Releases: uxlfoundation/oneCCL
Intel(R) oneAPI Collective Communications Library (oneCCL) 2021.17
What's New 2021.17:
- New API: Technical preview of NCCL* like API alignment with an addition of onecclcommDestroy, onecclGetErrorstring, and onecclGetLastError APIs
- Support for single process and multiple threads: Currently supporting Allgather, Allreduce, Alltoall, ReduceScatter, Broadcast, pt2pt and Group API for scale up
- Added Operations: Added support for user defined reduction operations for scale up and extended group API to also support pt2pt operations.
- Improved Performance: Allgather optimizations for large messages for scale out up to 8 nodes
- Support for BMG: Added BMG support, for now only available on the opensource
- Bug fixes and performance optimizations
Intel(R) oneAPI Collective Communications Library (oneCCL) 2021.15.6
This ccl_2021.15.6-arc branch introduces several enhancements for Intel ARC A and B Series GPU:
- Bug Fixes
- Add implementation for ofi barrier to optimize the CCL barrier in OFI transport
- Applying chunking in Allgather scale-up (LL protocol) to WA a PCIe hardware bug
- Code refactoring
An example of the cmake command for Intel ARC A Series GPU :
cmake .. -DCMAKE_INSTALL_PREFIX=_install -DCMAKE_C_COMPILER=icx -DCMAKE_CXX_COMPILER=icpx -DCOMPUTE_BACKEND=dpcpp -DCCL_ENABLE_ARCA=1
An example of the cmake command for Intel ARC B Series GPU :
cmake .. -DCMAKE_INSTALL_PREFIX=_install -DCMAKE_C_COMPILER=icx -DCMAKE_CXX_COMPILER=icpx -DCOMPUTE_BACKEND=dpcpp -DCCL_ENABLE_ARCB=1
Attached binaries:
2021.15.6.2 package is built using 2025.0.0 version of Intel® oneAPI DPC++/C++ Compiler
2021.15.6.9 package is built using 2025.2.0 version of Intel® oneAPI DPC++/C++ Compiler
Intel(R) oneAPI Collective Communications Library (oneCCL) 2021.16.2
What's new:
- Bug fixes
Intel(R) oneAPI Collective Communications Library (oneCCL) 2021.15.5
This ccl_2021.15.5-arc branch introduces several enhancements for Intel ARC A and B Series GPU:
This release introduces bug fixes and refactoring, along with new implementations for Alltoall LL and one-way RDMA send-receive functionalities.

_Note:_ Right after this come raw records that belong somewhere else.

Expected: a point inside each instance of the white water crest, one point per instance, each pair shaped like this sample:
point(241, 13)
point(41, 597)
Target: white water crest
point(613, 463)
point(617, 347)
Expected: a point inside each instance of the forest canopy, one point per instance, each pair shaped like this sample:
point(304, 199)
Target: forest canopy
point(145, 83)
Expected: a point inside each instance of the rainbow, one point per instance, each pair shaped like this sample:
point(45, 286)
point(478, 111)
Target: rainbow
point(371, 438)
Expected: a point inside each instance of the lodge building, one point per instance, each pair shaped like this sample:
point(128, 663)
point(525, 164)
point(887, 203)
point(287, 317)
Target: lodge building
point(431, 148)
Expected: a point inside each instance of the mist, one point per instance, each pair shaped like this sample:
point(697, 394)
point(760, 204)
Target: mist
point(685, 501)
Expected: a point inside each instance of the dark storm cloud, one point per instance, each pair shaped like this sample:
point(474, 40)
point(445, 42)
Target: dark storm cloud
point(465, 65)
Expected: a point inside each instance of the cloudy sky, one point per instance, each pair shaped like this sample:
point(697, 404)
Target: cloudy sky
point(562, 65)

The cmake command is the same as before:
An example of the cmake command for Intel ARC A Series GPU :
cmake .. -DCMAKE_INSTALL_PREFIX=_install -DCMAKE_C_COMPILER=icx -DCMAKE_CXX_COMPILER=icpx -DCOMPUTE_BACKEND=dpcpp -DCCL_ENABLE_ARCA=1
An example of the cmake command for Intel ARC B Series GPU :
cmake .. -DCMAKE_INSTALL_PREFIX=_install -DCMAKE_C_COMPILER=icx -DCMAKE_CXX_COMPILER=icpx -DCOMPUTE_BACKEND=dpcpp -DCCL_ENABLE_ARCB=1
Intel(R) oneAPI Collective Communications Library (oneCCL) 2021.16.1
What's new:
- Bug fixes
Intel(R) oneAPI Collective Communications Library (oneCCL) 2021.15.4
This ccl_2021.15.4-arc branch introduces several enhancements for Intel ARC A and B Series GPU:
- Support for Reduce-Scatter and Point-To-Point in addition to previously enabled Allreduce and Allgather
- Support for 8 bit datatypes (int8, uint8)
- Bug fixes, including removal of previously required setting of IGC_VISAOptions=-activeThreadsOnlyBarrier, which is no longer needed.
The cmake command is the same as before:
make .. -DCMAKE_INSTALL_PREFIX=_install -DCMAKE_C_COMPILER=icx -DCMAKE_CXX_COMPILER=icpx -DCOMPUTE_BACKEND=dpcpp -DCCL_ENABLE_ARCA=1
An example of the cmake command for Intel ARC B Series GPU :
cmake .. -DCMAKE_INSTALL_PREFIX=_install -DCMAKE_C_COMPILER=icx -DCMAKE_CXX_COMPILER=icpx -DCOMPUTE_BACKEND=dpcpp -DCCL_ENABLE_ARCB=1
Intel(R) oneAPI Collective Communications Library (oneCCL) 2021.16
What's New 2021.16:
- Added SYCL graph support for Record and Replay for Allgather, Allreduce, Alltoall, ReduceScatter and Broadcast
- Added SYCL-based implementation of ring algorithm for Allgather
- Added SYCL-based implementation for Broadcast
- Added multithread support for Allgather and ReduceScatter scale up impementation
- Added attribute in the communicator to specify blocking operations for CPU
- Bug fixes
Intel(R) oneAPI Collective Communications Library (oneCCL) 2021.15.3
This ccl_2021.15.3-arc branch adds support for Intel ARC A and B Series GPU and some bug fixes.
An example of the cmake command for Intel ARC A Series GPU :
cmake .. -DCMAKE_INSTALL_PREFIX=_install -DCMAKE_C_COMPILER=icx -DCMAKE_CXX_COMPILER=icpx -DCOMPUTE_BACKEND=dpcpp -DCCL_ENABLE_ARCA=1
An example of the cmake command for Intel ARC B Series GPU :
cmake .. -DCMAKE_INSTALL_PREFIX=_install -DCMAKE_C_COMPILER=icx -DCMAKE_CXX_COMPILER=icpx -DCOMPUTE_BACKEND=dpcpp -DCCL_ENABLE_ARCB=1
If the system does not have GPU Peer-to-Peer (P2P) support, you will need to add this compiler environment flag (export IGC_VISAOptions=-activeThreadsOnlyBarrier) before compiling. Similarly, on a system without P2P support, add export IGC_VISAOptions=-activeThreadsOnlyBarrier to your command line before running the application.
Intel(R) oneAPI Collective Communications Library (oneCCL) 2021.15.2
What's new:
- Bug fix - Improvement of User Experience based on setting of Environment Variables.
Intel(R) oneAPI Collective Communications Library (oneCCL) 2021.15.1
What's new:
- Bug fixes